Mission Log: June 13, 2007

Scott Noakes, Ph.D.
Research Scientist, The University of Georgia, Center for Applied Isotope Studies  

Scott Noakes
Noakes
Many people may be wondering who gets selected to come out to Gray’s Reef on the R/V Nancy Foster and how their efforts are directed.  I have been involved with paleontological and surficial geologic studies at Gray’s Reef and surrounding areas for several years.   My home department at UGA does marine environmental surveys and also houses an accelerator mass spectrometer used in carbon dating organic-based samples (www.uga.edu/cais).  With the AMS, scallop shells collected at Gray’s Reef and J reef have been dated to the 32,000-38,000 age before present.  The whale bone which we relocated yesterday and evaluated for excavation was dated to ~35,000 years before present. 

In addition to my work at CAIS-UGA, I am also the Director and Diving Safety Officer of the University System of Georgia Scientific Diving Program (www.uga.edu/diving), an AAUS organizational member.  Many of the divers onboard the R/V Nancy Foster today are members of the dive program.  NOAA has a reciprocal agreement with AAUS thus allowing our divers to dive off NOAA vessels as part of their research.  That should be enough about all the technicalities that got us out here.  The following text gives an overview of our activities from today. 

scallop
Thirty thousand year old scallop from when what is now Gray's Reef was a shallow embayment. (Photo: Gray's Reef National Marine Sanctuary)
Today’s weather with heavily overcast skies, 3-4 ft seas, and ~20 knot winds, was not the most favorable for working off small vessels, but doable.  The NF4 was the first dive tender to be launched from the RV Nancy Foster with Georgia Southern divers Gleason, Hampton, Ruzicka, and Shopmeyer aboard.  Immediately following the NF4 was NF2 with divers Grenda (REEF) and Noakes.  Both vessels headed for nearby GR 20, a dive site within the Gray’s Reef boundaries and known for its ledges, live bottom and fossilized scallop bed.  The RV Nancy Foster was standing by at all times and could view both dive vessels.

Paul Gayes and Jamie Phillips with CHIRP over the side and ready to collect data
Paul Gayes and Jamie Phillips with CHIRP over the side and ready to collect data. (Photo: Gray's Reef National Marine Sanctuary)
The divers completed two dives at site “GR-20” this morning between 9 and 11 a.m. and reported a rather dismal 10 ft visibility on the bottom, but better than yesterday’s 5 ft.  All divers were using NITROX which allowed for extended bottom times and a short surface interval before returning for the second dive. 

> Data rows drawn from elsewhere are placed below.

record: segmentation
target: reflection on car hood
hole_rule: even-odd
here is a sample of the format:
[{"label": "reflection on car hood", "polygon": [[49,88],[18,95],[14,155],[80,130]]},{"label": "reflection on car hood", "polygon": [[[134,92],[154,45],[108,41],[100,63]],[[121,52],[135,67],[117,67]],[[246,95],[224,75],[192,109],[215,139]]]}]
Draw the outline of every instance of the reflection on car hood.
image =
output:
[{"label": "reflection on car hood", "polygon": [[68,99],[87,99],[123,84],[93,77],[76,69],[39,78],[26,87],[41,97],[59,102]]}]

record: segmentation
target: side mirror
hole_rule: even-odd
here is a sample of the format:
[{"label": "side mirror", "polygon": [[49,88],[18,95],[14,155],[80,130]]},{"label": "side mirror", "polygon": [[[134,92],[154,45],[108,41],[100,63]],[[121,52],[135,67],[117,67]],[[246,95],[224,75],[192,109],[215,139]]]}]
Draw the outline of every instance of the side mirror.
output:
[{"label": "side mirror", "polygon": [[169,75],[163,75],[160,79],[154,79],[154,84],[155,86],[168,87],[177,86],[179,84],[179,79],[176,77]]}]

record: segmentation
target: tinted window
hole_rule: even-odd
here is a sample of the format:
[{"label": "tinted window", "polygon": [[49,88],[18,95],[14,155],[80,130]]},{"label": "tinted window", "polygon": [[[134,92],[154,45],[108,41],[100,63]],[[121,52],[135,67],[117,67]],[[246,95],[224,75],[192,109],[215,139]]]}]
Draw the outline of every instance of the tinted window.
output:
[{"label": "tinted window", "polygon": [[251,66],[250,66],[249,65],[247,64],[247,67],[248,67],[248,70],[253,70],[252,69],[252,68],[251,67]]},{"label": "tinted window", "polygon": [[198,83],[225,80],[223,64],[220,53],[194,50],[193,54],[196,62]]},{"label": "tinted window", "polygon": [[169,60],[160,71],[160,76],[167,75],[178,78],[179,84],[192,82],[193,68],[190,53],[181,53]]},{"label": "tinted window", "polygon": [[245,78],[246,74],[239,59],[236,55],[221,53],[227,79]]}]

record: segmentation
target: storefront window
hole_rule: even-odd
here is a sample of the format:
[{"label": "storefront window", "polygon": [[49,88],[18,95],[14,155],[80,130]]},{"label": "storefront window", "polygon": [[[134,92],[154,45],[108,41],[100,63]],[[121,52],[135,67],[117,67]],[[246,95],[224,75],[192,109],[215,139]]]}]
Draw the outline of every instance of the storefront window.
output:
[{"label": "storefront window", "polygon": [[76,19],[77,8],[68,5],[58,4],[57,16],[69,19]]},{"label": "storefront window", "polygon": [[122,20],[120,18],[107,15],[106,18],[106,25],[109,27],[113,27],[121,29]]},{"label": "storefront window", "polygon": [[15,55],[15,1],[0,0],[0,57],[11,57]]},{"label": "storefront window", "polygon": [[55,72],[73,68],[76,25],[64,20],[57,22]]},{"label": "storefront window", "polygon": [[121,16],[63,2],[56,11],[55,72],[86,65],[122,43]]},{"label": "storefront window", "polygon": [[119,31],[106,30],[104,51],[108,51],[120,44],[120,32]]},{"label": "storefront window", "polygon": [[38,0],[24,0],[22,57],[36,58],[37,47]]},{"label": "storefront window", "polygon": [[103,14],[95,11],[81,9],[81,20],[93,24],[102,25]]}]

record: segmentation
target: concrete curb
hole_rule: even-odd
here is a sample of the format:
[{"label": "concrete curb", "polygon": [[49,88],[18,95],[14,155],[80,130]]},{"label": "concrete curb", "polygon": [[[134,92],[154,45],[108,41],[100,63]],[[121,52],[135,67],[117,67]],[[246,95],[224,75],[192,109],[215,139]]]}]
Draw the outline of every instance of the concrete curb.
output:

The Georgia Southern team continued their work on developing a new check sheet printed on waterproof paper that the divers can utilize in identifying live bottom organisms such as tunicates and sponges.  By equipping their divers with this check sheet, they hope to standardize their identifying process for the Gray’s Reef and surrounding areas.  Dave Grenda continued his fish count work for REEF (see yesterday’s log) identifying specimens while slowly traveling along the rock outcrop.  I relocated the fossilized scallop bed in several locations and continued scanning for any fossilized bone fragments.

Paul Gayes and Jamie Phillips ready to deploy CHIRP at sunset
Paul Gayes and Jamie Phillips ready to deploy CHIRP at sunset. (Photo: Gray's Reef National Marine Sanctuary)
Among the sightings at GR 20, divers reported seeing a large ray with a wingspan of approximately 4 feet with an entourage of cobia in tow.  A large loggerhead turtle was also spotted resting underneath one of the ledges.  I guess when you get to be as large as she was; a couple of divers aren’t enough to give up a good nap.  A 7 ft nurse shark was also spotted nearby resting partially under one of the ledges.  Nurse sharks being such shy creatures, she quickly departed when we drifted by.  Unfortunately for me, no unusual fossilized specimens were discovered, but overall, this morning’s dives were well worth the effort.

Unfortunately, the ship’s Nitrox dive compressor broke down while filling tanks last night so we won’t have tanks for the planned afternoon dives.  The ship’s crew has been working on the compressor, but so far no luck with the repairs.  Later tonight, the Coastal Carolina team will deploy their CHIRP to continue their sub bottom profiling work on the geologic structure in the Gray’s Reef area.